L'errore da non fare
Non cuocere il pesce a fiamma troppo alta né per troppo tempo. Se il fuoco è troppo vivace, il pesce si disfa completamente e il brodetto diventa una pappa priva di struttura. Il pesce va cotto a fuoco dolce, in modo che i pezzi rimangono riconoscibili e mantengono una certa compattezza. Inoltre, non aggiungere il brodo freddo al pesce caldo: il brodo deve essere già tiepido o caldo prima di versarlo, altrimenti lo shock termico farà staccare le fibre del pesce dal resto.
I nostri consigli
- Il brodetto teramano si conserva in frigorifero per 2 giorni, meglio in un contenitore ermetico. Il brodo tenderà a rapprendersi leggermente perché il pesce rilascia gelatina. Riscalda a fuoco dolce il giorno dopo senza far bollire, aggiungendo un cucchiaio d'acqua se il brodetto è diventato troppo denso.
- Puoi preparare il brodo di pesce in casa un giorno prima, usando teste e lische di pesce bianco con carota, sedano e cipolla. Un brodo fatto in casa renderà il brodetto più autentico, sebbene anche un brodo di pesce di qualità da negozio vada bene.
- Se nel tuo territorio non trovi il pesce fresco bianco indicato, puoi usare lo scorfano, la rana pescatrice o anche pesce di allevamento come l'orata. Evita pesci troppo grassi come il salmone, che darebbero al brodetto un sapore diverso da quello tradizionale.
- Una variante light prevede di ridurre leggermente l'olio a 2 cucchiai e aggiungere un bicchiere di acqua al brodo, rendendo il brodetto meno denso. Rimane comunque nutriente per le proteine del pesce.
Quando prepararla
Il brodetto teramano è un piatto tipico della stagione fredda, soprattutto da novembre a marzo, quando il pesce bianco è abbondante sui mercati e il clima richiede un piatto caldo e sostanzioso.
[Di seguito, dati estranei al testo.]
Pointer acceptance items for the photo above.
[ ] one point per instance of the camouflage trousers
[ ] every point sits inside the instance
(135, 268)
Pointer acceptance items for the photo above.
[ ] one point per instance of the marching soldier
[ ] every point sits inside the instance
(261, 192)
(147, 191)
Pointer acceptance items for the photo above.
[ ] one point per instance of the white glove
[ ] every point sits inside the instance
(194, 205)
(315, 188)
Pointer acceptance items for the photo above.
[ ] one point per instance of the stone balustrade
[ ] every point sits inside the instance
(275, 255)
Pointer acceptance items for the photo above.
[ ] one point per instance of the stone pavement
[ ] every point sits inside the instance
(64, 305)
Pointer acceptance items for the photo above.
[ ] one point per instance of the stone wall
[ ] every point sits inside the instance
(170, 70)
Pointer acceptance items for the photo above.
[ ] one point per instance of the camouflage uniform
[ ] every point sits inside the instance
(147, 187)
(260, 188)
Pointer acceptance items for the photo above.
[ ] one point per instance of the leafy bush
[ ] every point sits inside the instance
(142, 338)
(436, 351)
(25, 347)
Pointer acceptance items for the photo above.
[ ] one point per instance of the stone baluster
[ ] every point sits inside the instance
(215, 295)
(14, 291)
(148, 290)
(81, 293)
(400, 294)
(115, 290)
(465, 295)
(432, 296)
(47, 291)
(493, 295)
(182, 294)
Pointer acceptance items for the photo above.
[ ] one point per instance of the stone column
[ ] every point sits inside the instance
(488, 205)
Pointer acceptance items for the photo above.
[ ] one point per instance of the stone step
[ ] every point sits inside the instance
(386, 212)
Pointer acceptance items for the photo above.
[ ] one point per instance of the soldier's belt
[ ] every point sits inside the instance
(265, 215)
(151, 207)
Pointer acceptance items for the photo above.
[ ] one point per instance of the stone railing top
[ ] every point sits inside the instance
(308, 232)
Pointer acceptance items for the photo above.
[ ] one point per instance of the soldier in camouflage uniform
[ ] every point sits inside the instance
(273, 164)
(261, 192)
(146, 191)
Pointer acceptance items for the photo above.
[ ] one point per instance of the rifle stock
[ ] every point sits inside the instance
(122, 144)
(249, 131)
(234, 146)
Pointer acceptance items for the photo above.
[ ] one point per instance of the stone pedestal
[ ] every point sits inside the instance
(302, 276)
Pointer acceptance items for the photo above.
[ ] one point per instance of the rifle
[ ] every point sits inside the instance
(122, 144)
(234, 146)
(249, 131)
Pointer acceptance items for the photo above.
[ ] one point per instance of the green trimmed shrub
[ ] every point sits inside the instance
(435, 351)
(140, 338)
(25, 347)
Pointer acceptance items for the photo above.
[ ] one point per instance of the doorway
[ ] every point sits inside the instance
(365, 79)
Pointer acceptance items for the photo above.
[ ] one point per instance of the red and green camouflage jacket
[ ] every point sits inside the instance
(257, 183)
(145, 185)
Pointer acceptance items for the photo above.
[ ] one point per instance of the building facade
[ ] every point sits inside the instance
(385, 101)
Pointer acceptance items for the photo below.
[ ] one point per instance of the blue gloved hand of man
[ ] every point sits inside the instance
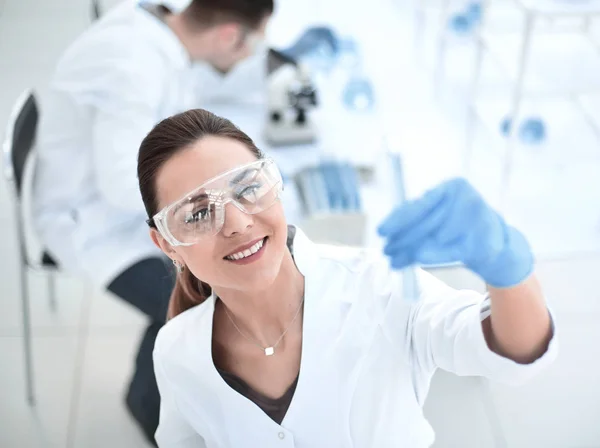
(452, 223)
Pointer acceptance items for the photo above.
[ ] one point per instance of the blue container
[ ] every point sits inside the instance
(532, 130)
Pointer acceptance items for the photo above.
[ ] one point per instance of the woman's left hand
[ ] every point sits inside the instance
(453, 223)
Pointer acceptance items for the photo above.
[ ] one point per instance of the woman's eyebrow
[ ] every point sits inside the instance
(195, 197)
(243, 175)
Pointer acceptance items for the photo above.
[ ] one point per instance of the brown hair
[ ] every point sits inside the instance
(165, 140)
(211, 12)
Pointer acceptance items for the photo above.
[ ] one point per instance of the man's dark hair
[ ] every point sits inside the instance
(213, 12)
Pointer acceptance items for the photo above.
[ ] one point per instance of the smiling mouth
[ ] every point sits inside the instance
(248, 253)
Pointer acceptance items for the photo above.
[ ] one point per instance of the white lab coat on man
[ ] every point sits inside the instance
(367, 360)
(121, 77)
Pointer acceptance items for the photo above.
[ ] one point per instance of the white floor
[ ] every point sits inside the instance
(84, 350)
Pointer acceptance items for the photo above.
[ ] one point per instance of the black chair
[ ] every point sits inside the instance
(18, 146)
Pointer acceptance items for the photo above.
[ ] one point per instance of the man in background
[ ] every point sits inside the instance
(135, 66)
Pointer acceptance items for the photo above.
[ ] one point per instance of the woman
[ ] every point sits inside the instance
(274, 341)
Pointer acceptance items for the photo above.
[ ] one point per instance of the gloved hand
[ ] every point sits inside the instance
(453, 223)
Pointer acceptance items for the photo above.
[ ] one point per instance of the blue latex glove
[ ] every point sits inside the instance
(452, 223)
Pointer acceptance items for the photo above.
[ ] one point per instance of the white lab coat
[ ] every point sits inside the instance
(123, 75)
(367, 360)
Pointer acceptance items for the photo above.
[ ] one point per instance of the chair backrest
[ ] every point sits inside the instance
(20, 138)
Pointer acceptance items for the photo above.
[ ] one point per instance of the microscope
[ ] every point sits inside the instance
(291, 96)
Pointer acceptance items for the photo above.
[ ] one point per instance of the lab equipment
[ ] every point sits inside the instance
(291, 95)
(452, 223)
(531, 131)
(252, 188)
(318, 47)
(461, 24)
(358, 93)
(410, 284)
(332, 208)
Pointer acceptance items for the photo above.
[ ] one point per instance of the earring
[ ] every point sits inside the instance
(178, 266)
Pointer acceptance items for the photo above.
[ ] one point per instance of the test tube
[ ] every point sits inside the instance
(410, 284)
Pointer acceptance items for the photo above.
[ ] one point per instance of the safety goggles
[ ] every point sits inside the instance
(252, 188)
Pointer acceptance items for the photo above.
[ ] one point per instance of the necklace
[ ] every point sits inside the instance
(269, 351)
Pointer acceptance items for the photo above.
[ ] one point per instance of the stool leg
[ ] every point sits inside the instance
(52, 291)
(515, 109)
(28, 354)
(440, 66)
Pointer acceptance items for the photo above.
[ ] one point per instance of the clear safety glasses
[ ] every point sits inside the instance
(252, 188)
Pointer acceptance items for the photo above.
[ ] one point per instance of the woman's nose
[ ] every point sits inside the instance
(236, 221)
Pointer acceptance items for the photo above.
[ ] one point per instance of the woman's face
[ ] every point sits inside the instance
(210, 260)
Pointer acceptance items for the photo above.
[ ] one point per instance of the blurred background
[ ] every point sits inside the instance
(508, 99)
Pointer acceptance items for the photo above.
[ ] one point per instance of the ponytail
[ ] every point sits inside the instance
(187, 293)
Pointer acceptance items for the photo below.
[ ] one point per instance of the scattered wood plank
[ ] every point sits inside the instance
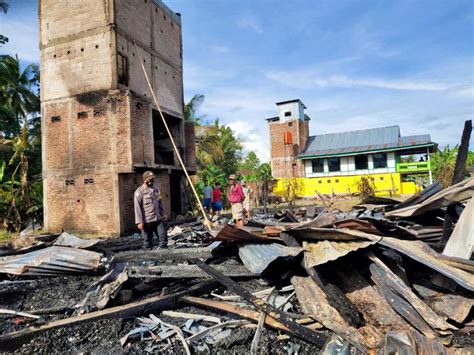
(400, 305)
(316, 338)
(260, 325)
(11, 341)
(19, 314)
(200, 335)
(375, 309)
(397, 285)
(313, 301)
(335, 296)
(186, 271)
(169, 254)
(224, 307)
(184, 315)
(177, 330)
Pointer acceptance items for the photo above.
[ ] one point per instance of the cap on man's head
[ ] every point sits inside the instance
(148, 175)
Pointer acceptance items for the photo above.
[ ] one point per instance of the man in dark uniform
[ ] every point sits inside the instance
(150, 215)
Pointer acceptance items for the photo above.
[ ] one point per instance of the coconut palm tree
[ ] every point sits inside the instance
(4, 6)
(18, 87)
(191, 107)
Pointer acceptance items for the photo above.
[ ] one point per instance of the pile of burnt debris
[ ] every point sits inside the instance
(386, 277)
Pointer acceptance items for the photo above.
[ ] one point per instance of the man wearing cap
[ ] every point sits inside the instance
(236, 196)
(150, 216)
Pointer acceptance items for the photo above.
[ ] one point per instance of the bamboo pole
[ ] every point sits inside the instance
(204, 214)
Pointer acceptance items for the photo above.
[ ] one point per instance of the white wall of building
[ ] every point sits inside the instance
(348, 167)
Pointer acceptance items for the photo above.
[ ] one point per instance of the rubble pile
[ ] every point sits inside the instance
(384, 277)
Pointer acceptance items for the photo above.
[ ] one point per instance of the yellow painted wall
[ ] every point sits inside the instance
(385, 185)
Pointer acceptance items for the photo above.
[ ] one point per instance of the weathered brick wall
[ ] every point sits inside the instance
(55, 123)
(158, 39)
(190, 146)
(77, 66)
(87, 131)
(283, 157)
(128, 183)
(103, 139)
(85, 137)
(63, 18)
(83, 204)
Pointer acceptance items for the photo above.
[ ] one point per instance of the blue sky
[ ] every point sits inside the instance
(355, 64)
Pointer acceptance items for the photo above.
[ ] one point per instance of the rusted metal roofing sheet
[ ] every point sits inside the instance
(321, 252)
(69, 240)
(421, 252)
(352, 142)
(456, 193)
(229, 233)
(51, 261)
(257, 257)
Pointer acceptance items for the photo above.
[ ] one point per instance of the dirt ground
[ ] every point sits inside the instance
(103, 336)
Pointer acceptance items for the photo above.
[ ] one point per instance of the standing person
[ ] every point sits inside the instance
(236, 196)
(207, 192)
(217, 200)
(150, 215)
(248, 192)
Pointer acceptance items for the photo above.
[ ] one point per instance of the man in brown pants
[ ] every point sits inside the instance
(150, 216)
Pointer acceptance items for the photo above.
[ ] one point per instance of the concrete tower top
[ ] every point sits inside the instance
(291, 110)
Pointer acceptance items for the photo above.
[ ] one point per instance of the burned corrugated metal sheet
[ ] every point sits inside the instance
(257, 257)
(241, 235)
(461, 242)
(456, 193)
(51, 261)
(69, 240)
(321, 252)
(422, 253)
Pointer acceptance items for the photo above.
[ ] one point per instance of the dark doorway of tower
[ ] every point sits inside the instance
(164, 153)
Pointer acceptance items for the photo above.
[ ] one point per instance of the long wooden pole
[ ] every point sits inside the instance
(204, 214)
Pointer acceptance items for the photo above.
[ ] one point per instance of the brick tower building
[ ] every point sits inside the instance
(100, 128)
(289, 133)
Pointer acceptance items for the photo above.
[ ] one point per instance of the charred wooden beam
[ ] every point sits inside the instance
(169, 254)
(313, 337)
(399, 305)
(186, 271)
(12, 341)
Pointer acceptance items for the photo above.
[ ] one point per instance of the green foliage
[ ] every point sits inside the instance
(218, 146)
(249, 168)
(443, 162)
(366, 187)
(191, 107)
(18, 88)
(3, 8)
(20, 183)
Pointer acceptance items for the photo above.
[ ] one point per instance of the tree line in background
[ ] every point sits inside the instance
(219, 153)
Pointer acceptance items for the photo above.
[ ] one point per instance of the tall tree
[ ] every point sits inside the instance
(218, 146)
(250, 166)
(191, 108)
(18, 88)
(3, 8)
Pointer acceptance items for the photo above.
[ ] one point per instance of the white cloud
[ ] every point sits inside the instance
(198, 77)
(23, 39)
(311, 79)
(219, 49)
(251, 138)
(251, 24)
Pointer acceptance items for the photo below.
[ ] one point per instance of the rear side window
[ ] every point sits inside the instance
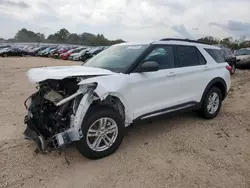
(189, 56)
(216, 55)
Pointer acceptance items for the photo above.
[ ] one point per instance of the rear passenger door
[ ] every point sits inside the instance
(192, 72)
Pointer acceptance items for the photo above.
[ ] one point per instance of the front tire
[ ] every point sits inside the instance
(103, 131)
(233, 69)
(211, 104)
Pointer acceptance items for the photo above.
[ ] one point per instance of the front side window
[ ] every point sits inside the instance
(242, 52)
(216, 54)
(117, 58)
(189, 56)
(163, 55)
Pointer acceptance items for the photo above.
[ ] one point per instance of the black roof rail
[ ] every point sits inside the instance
(184, 40)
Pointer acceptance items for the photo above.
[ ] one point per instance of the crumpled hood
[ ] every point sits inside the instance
(36, 75)
(74, 54)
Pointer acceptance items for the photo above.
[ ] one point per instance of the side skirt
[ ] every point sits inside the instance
(189, 106)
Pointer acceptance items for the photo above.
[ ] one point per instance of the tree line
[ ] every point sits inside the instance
(63, 36)
(229, 42)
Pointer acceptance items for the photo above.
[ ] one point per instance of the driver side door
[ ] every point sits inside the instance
(149, 92)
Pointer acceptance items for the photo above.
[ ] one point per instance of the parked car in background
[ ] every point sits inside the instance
(89, 54)
(13, 51)
(91, 105)
(36, 50)
(243, 58)
(4, 46)
(73, 55)
(65, 55)
(230, 58)
(78, 57)
(60, 51)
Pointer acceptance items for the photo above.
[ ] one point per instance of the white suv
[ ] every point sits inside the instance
(92, 104)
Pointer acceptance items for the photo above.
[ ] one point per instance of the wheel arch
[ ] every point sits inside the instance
(216, 82)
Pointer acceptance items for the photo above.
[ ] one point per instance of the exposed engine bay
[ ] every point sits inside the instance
(45, 117)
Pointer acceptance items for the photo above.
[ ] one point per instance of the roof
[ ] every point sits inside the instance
(171, 41)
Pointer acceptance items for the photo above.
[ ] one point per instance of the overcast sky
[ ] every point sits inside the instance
(128, 19)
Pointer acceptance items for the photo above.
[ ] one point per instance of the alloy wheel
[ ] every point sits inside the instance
(102, 134)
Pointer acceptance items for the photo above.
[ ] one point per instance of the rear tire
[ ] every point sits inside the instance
(91, 125)
(210, 108)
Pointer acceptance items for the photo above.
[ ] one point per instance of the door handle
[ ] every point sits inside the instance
(171, 74)
(206, 68)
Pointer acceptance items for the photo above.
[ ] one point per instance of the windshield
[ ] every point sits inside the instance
(117, 58)
(242, 52)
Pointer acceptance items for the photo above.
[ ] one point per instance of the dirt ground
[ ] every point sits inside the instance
(175, 151)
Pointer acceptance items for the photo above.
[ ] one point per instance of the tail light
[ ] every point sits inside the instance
(229, 68)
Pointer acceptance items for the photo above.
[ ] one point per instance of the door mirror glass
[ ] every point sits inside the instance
(149, 66)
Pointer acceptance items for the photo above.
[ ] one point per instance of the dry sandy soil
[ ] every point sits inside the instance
(176, 151)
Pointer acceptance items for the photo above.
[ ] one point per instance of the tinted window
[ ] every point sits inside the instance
(117, 58)
(163, 55)
(188, 56)
(202, 60)
(216, 55)
(226, 52)
(242, 52)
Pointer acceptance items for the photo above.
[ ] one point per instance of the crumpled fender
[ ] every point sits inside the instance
(111, 85)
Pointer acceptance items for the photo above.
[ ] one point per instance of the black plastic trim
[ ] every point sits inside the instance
(184, 40)
(180, 107)
(211, 84)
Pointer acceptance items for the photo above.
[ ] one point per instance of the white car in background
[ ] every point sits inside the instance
(243, 58)
(92, 104)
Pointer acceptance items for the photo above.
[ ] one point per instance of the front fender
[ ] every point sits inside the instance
(112, 85)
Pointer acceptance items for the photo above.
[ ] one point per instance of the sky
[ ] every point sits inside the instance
(129, 20)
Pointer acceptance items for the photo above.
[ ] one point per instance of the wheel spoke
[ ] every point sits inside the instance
(214, 97)
(97, 142)
(103, 122)
(110, 129)
(102, 134)
(107, 140)
(92, 133)
(209, 107)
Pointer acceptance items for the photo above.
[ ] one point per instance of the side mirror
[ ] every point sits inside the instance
(230, 59)
(149, 66)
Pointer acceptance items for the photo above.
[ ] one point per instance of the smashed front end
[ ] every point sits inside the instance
(55, 113)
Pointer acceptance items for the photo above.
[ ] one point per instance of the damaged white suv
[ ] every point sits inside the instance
(92, 104)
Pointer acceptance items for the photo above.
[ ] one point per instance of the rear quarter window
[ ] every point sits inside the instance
(216, 54)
È perfetto per le cene invernali in famiglia o per un pranzo domenicale, quando hai tempo di seguire la cottura lenta senza fretta.
Domande frequenti
- Posso usare pesce surgelato per il brodetto teramano? Sì, ma è meglio usare pesce surgelato subito dopo la pesca. Scongela il pesce in frigorifero durante la notte. Il pesce fresco rimane la scelta migliore perché mantiene maggior struttura durante la cottura prolungata.
- Quanto brodo devo aggiungere per un brodetto meno denso? Se preferisci un brodetto più brodoso, usa 1,3 litri di brodo anziché 1 litro. Regola la quantità a occhio durante la cottura: il brodetto deve coprire il pesce di poco.
- Il pane tostato va aggiunto al brodetto o servito a parte? Tradizionalmente, il pane tostato sfregato con aglio viene immerso nel brodetto al momento del servizio, oppure mangiato a parte a morsi. Ciascuno sceglie secondo il proprio gusto.
- Che tipo di pesce bianco scelgo se non trovo gli ingredienti indicati? Qualsiasi pesce bianco magro fresco va bene: rombo, sogliola, cernia. L'importante è che sia bianco e non grasso. Evita pesci dal sapore troppo delicato come la merluzzo, che scomparirebbero nel brodo.